There isn’t too much unusual about these servers. They run Percona Server 5.6.19 to take advantage of the TokuDB storage engine option that Percona now offers. The schema is sharded into many databases, so each database (db1, db2, db3) has the same schema, but different data in the tables. With SSD backed storage, it seemed most likely that this was a simple case of a single replication thread not being able to keep up with the volume of inserts that it was receiving from the master. A perfect use case to try multithreaded replication (MTR). The setup was very easy:
- Stop both the IO and SQL thread.
- Enable TABLE based repositories for master.info and relay.info data. The relevant options are master_info_repository and relay_log_info_repository. Switching these to TABLE, from their default FILE, will cause MySQL to use two InnoDB tables, mysql.slave_master_info and mysql.slave_relay_log_info, instead of the usual master.info and relay-log.info files. This is needed to track the state of each of the multiple workers (SQL threads) in conjunction with the slave_relay_log_info table using the ACID benefits that InnoDB provides.
- Change the default value of slave_parallel_workers from 0. The default of 0 will not use the mysql.slave_worker_info table. Setting it to 1 or above will use the mysql.slave_worker_info and hand jobs off to however many workers you specify.

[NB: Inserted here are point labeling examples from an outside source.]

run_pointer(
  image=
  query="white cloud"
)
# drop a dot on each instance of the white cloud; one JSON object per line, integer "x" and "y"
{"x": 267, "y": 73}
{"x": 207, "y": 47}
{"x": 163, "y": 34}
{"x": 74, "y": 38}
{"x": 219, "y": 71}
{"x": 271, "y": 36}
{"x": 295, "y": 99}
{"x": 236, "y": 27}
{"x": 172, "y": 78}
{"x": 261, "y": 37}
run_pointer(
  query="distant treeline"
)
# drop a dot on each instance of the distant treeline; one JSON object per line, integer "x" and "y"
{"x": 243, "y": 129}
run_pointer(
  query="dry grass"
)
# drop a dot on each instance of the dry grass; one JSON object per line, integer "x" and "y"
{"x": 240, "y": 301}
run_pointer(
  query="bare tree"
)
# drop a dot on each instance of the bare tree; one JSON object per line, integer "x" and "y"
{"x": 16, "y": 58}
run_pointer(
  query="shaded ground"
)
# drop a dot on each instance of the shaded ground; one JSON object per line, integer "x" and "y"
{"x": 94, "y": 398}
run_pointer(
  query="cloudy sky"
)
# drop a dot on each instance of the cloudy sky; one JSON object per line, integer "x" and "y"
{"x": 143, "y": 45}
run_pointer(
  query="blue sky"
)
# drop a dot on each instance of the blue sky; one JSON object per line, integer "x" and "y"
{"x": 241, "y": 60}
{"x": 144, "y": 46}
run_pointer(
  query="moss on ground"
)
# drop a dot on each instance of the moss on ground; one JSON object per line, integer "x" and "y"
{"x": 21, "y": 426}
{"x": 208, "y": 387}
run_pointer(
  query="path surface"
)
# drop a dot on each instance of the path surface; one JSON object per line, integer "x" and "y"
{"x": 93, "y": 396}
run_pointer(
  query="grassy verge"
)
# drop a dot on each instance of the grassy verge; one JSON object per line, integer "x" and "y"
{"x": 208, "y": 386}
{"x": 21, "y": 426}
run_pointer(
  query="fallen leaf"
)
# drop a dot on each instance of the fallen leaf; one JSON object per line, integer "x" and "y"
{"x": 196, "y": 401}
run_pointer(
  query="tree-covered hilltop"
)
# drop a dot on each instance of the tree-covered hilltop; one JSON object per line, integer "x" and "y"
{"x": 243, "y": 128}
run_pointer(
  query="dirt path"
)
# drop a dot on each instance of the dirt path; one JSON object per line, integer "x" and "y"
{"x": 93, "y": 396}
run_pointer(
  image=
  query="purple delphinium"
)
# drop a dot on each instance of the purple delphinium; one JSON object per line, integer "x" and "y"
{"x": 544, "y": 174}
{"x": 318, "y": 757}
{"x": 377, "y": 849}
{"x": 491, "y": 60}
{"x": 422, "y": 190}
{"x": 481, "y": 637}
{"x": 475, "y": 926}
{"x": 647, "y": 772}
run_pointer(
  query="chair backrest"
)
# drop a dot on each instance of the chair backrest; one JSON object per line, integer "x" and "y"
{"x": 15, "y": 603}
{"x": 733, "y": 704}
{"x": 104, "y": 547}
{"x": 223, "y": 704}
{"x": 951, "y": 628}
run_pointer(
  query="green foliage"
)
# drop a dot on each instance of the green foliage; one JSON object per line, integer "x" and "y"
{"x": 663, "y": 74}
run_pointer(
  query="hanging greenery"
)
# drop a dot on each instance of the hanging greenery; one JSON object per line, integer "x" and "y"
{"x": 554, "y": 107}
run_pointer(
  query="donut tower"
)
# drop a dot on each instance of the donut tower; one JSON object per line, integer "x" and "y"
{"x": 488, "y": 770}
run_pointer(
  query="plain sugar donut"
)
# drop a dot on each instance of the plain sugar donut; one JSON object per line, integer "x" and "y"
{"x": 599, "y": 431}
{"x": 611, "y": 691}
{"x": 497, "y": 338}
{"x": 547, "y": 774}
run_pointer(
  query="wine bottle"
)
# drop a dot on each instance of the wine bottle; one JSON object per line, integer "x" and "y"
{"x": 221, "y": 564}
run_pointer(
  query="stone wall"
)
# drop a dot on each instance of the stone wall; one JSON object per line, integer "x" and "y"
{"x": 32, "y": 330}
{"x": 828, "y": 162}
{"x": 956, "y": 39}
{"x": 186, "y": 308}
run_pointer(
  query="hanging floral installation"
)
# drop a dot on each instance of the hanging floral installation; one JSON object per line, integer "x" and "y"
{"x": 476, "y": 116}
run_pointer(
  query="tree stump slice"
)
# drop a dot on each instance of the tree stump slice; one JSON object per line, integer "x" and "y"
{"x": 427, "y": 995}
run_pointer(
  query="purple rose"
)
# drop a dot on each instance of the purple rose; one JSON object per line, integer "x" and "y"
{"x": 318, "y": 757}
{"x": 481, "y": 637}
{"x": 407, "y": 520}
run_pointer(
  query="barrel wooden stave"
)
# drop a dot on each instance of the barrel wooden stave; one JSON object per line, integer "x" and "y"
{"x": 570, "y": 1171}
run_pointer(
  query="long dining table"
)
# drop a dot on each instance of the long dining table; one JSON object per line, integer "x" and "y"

Anecdotally, I had heard that 8 was a good setting for performance.
- Start replication again.
This yielded some impressive results:
Each gap in the mysql_slave_status_secs represented a different worker thread setting:
Funny enough, replication catchup was so quick that it was hard to really gauge how well 16 threads did. In the end, it looks like the sustained rate of inserts was averaging ~1200/sec, about 200 more than a single SQL thread could handle.
There are some concerns about using MTR with regards to how it handles the replication coordinates. As Stephane Combaudon notes on his Percona blog post, the coordinates written to the relay log table are the oldest. If you were to crash during replication, or use a restored backup, that position could have had a few events processed after it, possibly leading to duplicate key errors. Now that Percona Server supports online GTID (Global Transaction ID) deployments, it should be easier to roll GTIDs out to existing environments. There is also an excellent MariaDB blog entry about how to manage MTR with Percona Xtrabackup.
Backups end up not being an issue for us in our use-case. To backup TokuDB, you need to use the TokuDB Enterprise hot-backup tool, shut your database down or use LVM to ensure a consistent snapshot of your volume. We opted for LVM + mylvmbackup with a few gotchas.
Deploying Percona Server 5.6 had a few side effects for how we deploy in general, which had been exclusively Percona Server 5.5.
- Our long running thread monitor wasn’t setup to ignore the replication threads owned by “system user”. Since the ‘time’ column from information_schema.processlist tracks how long the processes have been running, it didn’t take long before they went off.
- As there are now the mysql.slave_master_info and mysql.slave_relay_log_info InnoDB tables in 5.6,, ibdata1 and ib_logfile0,1 are now present when you install the server.Our Chef recipe that builds new instances of MySQL didn’t expect these additional files deployed by Percona-Server-server-56. Since we also deploy a my.cnf file that changes the defaults for these, I had to modify the initial size of our ibdata1 file in my.cnf to match the one installed by the package. Thankfully, 5.6 detects changes to the ib_logfiles and resizes them accordingly (h/t to Peter Boros and Andrew Moore for pointing this out).